Blast From My Past//Oiy to the Vey
"I am literally recklessly tired. I feel like I am in this hamster wheel of being near the end but not quite. You know, I can't complain that 2 weeks has stretched out as long as it has, but I think I'm ready to relinquish my rights as a student so I can have a CAREER, not another JOB. Two completely different things, and something that I look forward to. Not a lot of people do, and a lot of people think I'm crazy for wanting a career, and tell me I'll regret saying this when I don't have the comfortability of being in school all day. That has never been me, to be in school all day, sit in a structured environment that doesn't allow me to be a creative thinker all day long. I don't say that it stunted me, but I've always like being outside of the classroom to learn.
The world is my classroom and I think my parents have kind of figured that out. Me getting where I am now is by the grace of God, and the unconditional support of my family, and the blessing support of friends. I think I've gotten more uplifting words in this completion of my life than I have any other time. When I think of that, I realize how far I've come, and how much I've become an actual adult. I fought that mess tooth and nail when I was little, I said to my mom one time, "Mommy I don't wanna be a teenager." You think I'm joking, but when I was a teenager, I didn't really want to be an adult because you slowly start losing all of that time you had when you were a kid to just be a kid.
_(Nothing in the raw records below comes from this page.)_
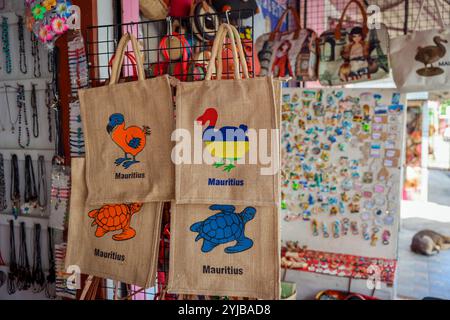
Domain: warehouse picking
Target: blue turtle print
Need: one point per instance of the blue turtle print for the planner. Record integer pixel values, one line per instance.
(223, 227)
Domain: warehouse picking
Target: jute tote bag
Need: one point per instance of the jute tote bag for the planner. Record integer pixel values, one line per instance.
(421, 60)
(225, 250)
(112, 241)
(127, 130)
(217, 160)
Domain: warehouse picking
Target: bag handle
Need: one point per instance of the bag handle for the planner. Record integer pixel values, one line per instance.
(120, 53)
(238, 53)
(337, 32)
(422, 5)
(298, 25)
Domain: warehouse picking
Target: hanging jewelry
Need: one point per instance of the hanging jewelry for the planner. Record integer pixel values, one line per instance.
(51, 277)
(36, 57)
(34, 110)
(5, 41)
(12, 123)
(37, 273)
(49, 102)
(42, 185)
(22, 53)
(15, 186)
(21, 104)
(3, 204)
(12, 275)
(30, 193)
(23, 268)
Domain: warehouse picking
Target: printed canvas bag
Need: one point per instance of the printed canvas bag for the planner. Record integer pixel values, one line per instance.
(355, 54)
(225, 250)
(215, 122)
(291, 54)
(127, 129)
(421, 60)
(117, 241)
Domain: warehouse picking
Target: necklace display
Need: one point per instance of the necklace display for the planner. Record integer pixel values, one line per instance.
(37, 273)
(12, 123)
(3, 204)
(51, 277)
(22, 105)
(50, 103)
(34, 110)
(30, 194)
(42, 196)
(23, 269)
(12, 275)
(15, 187)
(36, 56)
(22, 53)
(5, 41)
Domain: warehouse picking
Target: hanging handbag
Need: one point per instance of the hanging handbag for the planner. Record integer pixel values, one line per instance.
(292, 53)
(127, 130)
(204, 21)
(117, 241)
(421, 59)
(228, 173)
(354, 54)
(154, 9)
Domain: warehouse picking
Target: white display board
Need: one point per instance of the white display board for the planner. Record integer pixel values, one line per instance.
(342, 156)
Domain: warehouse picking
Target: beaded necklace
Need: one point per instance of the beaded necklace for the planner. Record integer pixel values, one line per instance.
(13, 123)
(5, 41)
(34, 110)
(3, 204)
(15, 186)
(21, 104)
(42, 185)
(22, 53)
(35, 54)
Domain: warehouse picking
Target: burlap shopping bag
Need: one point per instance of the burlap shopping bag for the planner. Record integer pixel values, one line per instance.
(225, 250)
(219, 159)
(127, 129)
(112, 241)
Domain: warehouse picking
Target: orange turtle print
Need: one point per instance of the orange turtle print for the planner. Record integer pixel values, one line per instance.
(115, 217)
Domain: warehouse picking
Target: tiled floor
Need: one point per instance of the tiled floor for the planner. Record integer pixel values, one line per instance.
(421, 276)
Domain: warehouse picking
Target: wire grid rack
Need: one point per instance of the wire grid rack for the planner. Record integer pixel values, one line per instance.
(101, 43)
(398, 15)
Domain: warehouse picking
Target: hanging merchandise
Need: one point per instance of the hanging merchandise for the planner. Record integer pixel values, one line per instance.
(15, 186)
(154, 9)
(116, 241)
(354, 54)
(204, 21)
(60, 195)
(240, 9)
(30, 193)
(13, 268)
(225, 245)
(421, 59)
(22, 53)
(128, 148)
(229, 113)
(37, 273)
(6, 45)
(224, 250)
(50, 290)
(22, 117)
(35, 52)
(24, 280)
(341, 171)
(34, 110)
(289, 54)
(3, 204)
(50, 19)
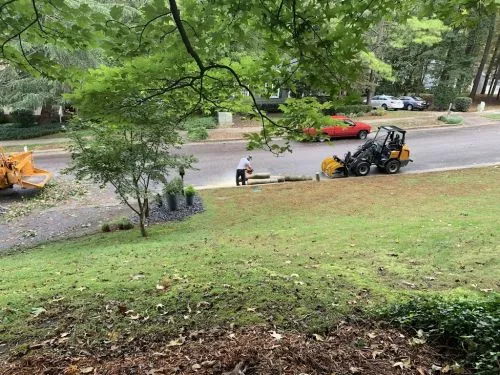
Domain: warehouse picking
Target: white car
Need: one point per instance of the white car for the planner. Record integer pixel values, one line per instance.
(387, 102)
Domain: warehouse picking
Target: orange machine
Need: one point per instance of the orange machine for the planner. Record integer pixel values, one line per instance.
(19, 169)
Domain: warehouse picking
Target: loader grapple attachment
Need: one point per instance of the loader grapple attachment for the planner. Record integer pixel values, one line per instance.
(19, 169)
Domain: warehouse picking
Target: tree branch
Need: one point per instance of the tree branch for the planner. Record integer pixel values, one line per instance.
(37, 15)
(144, 27)
(182, 31)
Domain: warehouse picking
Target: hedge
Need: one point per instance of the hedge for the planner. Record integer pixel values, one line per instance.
(452, 120)
(197, 134)
(355, 108)
(16, 131)
(443, 96)
(23, 117)
(197, 122)
(462, 103)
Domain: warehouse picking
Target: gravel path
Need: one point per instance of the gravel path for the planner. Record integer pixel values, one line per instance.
(74, 217)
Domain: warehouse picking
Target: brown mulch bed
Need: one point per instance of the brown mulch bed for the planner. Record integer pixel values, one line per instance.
(349, 349)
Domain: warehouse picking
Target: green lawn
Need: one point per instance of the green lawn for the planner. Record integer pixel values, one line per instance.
(295, 255)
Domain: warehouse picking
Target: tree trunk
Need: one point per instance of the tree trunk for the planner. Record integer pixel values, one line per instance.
(142, 216)
(494, 81)
(142, 225)
(486, 52)
(371, 89)
(490, 66)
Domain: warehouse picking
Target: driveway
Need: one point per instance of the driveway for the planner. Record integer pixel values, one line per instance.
(438, 148)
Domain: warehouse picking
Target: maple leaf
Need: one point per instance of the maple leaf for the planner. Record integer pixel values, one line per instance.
(318, 337)
(36, 311)
(177, 342)
(276, 336)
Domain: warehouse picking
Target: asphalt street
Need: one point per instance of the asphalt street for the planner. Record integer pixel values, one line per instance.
(432, 149)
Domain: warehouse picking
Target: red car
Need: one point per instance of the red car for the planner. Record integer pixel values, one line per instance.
(350, 129)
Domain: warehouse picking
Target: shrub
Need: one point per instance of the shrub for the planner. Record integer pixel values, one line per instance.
(173, 187)
(189, 190)
(15, 131)
(452, 120)
(353, 108)
(462, 103)
(23, 117)
(196, 122)
(469, 327)
(378, 112)
(443, 96)
(124, 223)
(197, 134)
(270, 107)
(429, 98)
(3, 119)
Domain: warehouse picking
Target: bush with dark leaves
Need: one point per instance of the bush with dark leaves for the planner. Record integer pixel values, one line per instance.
(470, 327)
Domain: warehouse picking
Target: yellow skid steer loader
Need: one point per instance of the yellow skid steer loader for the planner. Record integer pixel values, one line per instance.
(19, 169)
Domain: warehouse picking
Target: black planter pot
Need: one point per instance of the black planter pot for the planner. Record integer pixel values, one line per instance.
(172, 202)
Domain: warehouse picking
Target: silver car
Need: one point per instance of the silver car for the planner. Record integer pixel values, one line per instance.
(387, 102)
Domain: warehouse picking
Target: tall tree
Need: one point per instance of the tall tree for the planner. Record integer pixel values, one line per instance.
(491, 66)
(486, 52)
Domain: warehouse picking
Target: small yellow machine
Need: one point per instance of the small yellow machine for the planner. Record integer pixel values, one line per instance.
(388, 151)
(19, 169)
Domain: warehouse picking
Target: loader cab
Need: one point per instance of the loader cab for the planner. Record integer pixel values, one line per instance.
(390, 137)
(393, 151)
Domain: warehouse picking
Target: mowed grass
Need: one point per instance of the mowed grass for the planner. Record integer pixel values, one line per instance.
(295, 255)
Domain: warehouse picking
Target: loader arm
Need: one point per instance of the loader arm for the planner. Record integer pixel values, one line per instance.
(19, 169)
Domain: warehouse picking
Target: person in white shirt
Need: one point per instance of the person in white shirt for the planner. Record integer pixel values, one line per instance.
(242, 167)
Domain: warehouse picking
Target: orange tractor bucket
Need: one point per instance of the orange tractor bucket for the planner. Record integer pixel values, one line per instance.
(19, 169)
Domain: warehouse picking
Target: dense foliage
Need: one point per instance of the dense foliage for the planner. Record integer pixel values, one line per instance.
(23, 117)
(15, 131)
(468, 327)
(451, 119)
(462, 104)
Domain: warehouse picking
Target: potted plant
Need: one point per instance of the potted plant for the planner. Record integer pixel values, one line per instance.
(171, 190)
(189, 192)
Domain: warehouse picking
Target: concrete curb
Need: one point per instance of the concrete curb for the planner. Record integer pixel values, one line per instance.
(241, 140)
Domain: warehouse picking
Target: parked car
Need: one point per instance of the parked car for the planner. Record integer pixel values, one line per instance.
(413, 102)
(386, 102)
(350, 128)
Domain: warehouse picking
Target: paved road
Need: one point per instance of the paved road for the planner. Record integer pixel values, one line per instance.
(439, 148)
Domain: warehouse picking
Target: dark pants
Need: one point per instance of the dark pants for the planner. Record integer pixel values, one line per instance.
(240, 174)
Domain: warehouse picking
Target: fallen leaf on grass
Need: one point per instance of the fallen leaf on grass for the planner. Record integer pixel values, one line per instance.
(276, 336)
(318, 337)
(177, 342)
(36, 311)
(71, 370)
(404, 363)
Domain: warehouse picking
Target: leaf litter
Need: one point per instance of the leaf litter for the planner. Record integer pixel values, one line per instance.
(247, 351)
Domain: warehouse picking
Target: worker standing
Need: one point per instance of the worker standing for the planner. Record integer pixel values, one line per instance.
(243, 166)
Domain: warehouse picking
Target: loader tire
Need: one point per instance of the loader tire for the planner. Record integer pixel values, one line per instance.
(392, 166)
(362, 169)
Being a kid is a peaceful thing for me because I had such a great childhood. Now, I'm not the girl who dreads getting older because of the superficiality in it, of gaining weight, getting gray hairs, or the numbers. I love all of that, I think its a beautiful trademark my parents have passed on to me and I will gracefully accept my age, don't fault me if I actually forget my age, I stopped caring after 21."
Where I'm at now... Still needing a career for starters.
The world is still my classroom and i'm about to go on the biggest adventure of my life.
In the last year I have been trying to make sense of being an adult that doesn't feel as if she's accomplished anything. But, now I'm a bit more aware that it doesn't make a bit of difference that I haven't fit in this unknown timeline of "adulthood". I don't become a successful adult in society just because I get married, have children, and own my own home.